Caracas: Venezuelan President Hugo Chavez welcomed activists at the World Social Forum, saying ideas being discussed at the event have raised awareness and helped to "pulverize" US-backed free trade proposals.

"There is a group of citizens that have come to this extraordinary event from other parts of the planet, called together by the social movements from the entire world. Once more, in the name of our people, I welcome you, wherever you come from and whatever you represent," Chavez said.

In a televised speech, Chavez later referred to US President George W. Bush as "Mr Danger", called his government "immoral" and applauded growing opposition to Washington's free market proposals.

"These ideas have been pulverized by the history represented, in the first place, by the people and the consciousness of the people.

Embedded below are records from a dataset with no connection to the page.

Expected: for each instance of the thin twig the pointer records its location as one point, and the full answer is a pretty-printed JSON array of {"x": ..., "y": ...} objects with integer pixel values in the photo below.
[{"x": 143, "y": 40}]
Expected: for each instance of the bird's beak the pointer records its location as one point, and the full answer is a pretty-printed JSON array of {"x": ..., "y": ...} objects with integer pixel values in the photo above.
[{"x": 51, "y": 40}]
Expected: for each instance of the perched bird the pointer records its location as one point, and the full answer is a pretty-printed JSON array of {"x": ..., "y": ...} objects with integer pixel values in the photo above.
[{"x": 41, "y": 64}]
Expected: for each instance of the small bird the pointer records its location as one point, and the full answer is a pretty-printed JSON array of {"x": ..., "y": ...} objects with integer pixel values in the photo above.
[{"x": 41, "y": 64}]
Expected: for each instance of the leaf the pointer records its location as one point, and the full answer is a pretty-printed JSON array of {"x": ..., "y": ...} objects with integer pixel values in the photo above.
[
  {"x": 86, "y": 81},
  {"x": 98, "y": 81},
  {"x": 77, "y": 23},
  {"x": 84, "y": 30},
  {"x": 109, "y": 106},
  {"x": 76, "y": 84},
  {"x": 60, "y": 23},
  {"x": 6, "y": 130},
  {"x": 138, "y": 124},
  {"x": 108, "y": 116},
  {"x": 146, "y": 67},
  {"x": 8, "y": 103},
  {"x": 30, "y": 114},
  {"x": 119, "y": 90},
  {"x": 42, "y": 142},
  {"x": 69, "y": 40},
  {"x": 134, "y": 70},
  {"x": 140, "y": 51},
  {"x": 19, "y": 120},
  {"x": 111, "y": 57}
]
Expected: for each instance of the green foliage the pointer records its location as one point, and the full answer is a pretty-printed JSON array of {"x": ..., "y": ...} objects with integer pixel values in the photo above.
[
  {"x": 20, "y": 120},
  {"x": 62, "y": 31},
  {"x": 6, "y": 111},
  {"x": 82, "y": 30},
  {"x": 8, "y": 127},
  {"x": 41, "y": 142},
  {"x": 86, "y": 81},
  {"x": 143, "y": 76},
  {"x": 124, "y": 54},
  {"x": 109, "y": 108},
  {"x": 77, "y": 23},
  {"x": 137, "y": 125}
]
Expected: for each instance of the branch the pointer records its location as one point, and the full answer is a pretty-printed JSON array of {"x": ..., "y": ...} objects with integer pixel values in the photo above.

That's why the World Social Forum that is happening right now in Caracas is so important," he said.

The leftist gathering, timed to coincide with the market-friendly World Economic Forum in Davos, Switzerland, features discussions on Imperialism: The greatest threat to humanity and Socialism of the 21st century.

"This world is in transformation, moving into larger spaces and with more strength," said Chavez, one of Latin America's most outspoken critics of the Bush administration.

Participants at the six-day conference, which has drawn more than 60,000 people from around the world, have heaped praise on the socialist-oriented economic policies established by Chavez in this oil-rich yet poverty-stricken nation of 26 million.

Chavez warned that increased energy consumption in wealthy countries such as the United States was reaching unsustainable levels. "It's an irresponsible and also contaminating waste, that's dangerous for ecological balance, a rhythm of life," said Chavez. "We have to be conscious of this reality and threat bearing down on all of us."

Many activists at the forum turned their criticism on Thursday to obstacles faced by poor women in Latin America.

Women's rights groups said moves toward free trade are undermining the position of women in a region where machismo is entrenched, domestic violence is a common and many governments take hardline stances against abortion.

"Poor women are not the same as poor men," said activist Francini Mestrun at an event organised by the Brazil-based Latin American Network of Women Transforming the Economy.

Some argued that open-market policies have hurt Latin American economic sectors.

Activists called for UN peacekeepers to leave Haiti, demanded poor countries' debt be forgiven and backed Cuban leader Fidel Castro's proposal for a permanent "anti-terrorism" tribunal to battle alleged US abuses against poor countries.

Chavez referred to the US President as Mr Danger, called his government "immoral" and applauded opposition to Washington's free market proposals.